1. Steering: Leading model companies are working on improved steering techniques to enhance control over large language models (LLMs) and ensure model outputs align with user demands. This progress will address concerns about hallucination and bias in LLMs, fostering greater confidence in their performance and broader adoption in various industries.
2. Memory: Enhanced memory capabilities are crucial for LLMs to provide more personalized and contextual outputs. By expanding context windows and improving retrieval mechanisms, LLMs can better understand individual use cases, leading to refined outputs tailored to specific needs. This will have significant applications in enterprise use cases, such as navigating large knowledge repositories and improving customer support.

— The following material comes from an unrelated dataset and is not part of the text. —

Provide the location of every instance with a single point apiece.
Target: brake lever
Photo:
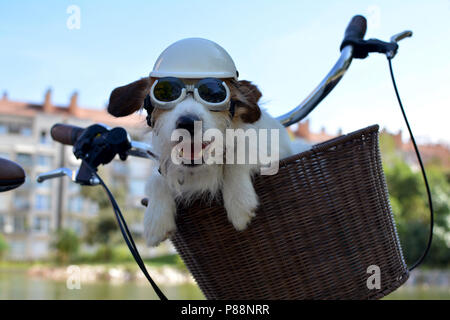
(395, 39)
(61, 172)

3. “Arms and legs”: LLMs have the potential to become more than just knowledge repositories by gaining the ability to execute actions. Companies are working on enabling LLMs to use external tools and perform tasks based on extracted information. This shift towards an action-oriented paradigm will unlock a range of use cases, making apps easier to use and reducing the time required for complex tasks.
4. Multimodality: While current LLMs primarily focus on text-based interactions, the evolution of multimodality will allow LLMs to process and generate content across multiple audio and visual formats. This will enable more comprehensive and engaging user experiences, extending beyond language and incorporating images, audio, and other modalities.
Supplemental Information ℹ️
This article highlights four key unlocks on the horizon for generative AI. The discussed breakthroughs include improved steering techniques for better control over LLMs, enhanced memory capabilities for personalized outputs, empowering LLMs with “arms and legs” to interact with external tools, and the evolution of multimodality for more comprehensive user experiences. These advancements pave the way for exciting possibilities in AI applications, benefiting various industries and users.
This article explores upcoming advancements in generative AI. It covers four important areas: better control over large language models, personalized outputs through enhanced memory, empowering models to use external tools, and the ability to process multiple formats of content. These advancements will make AI more versatile and useful for different industries and users.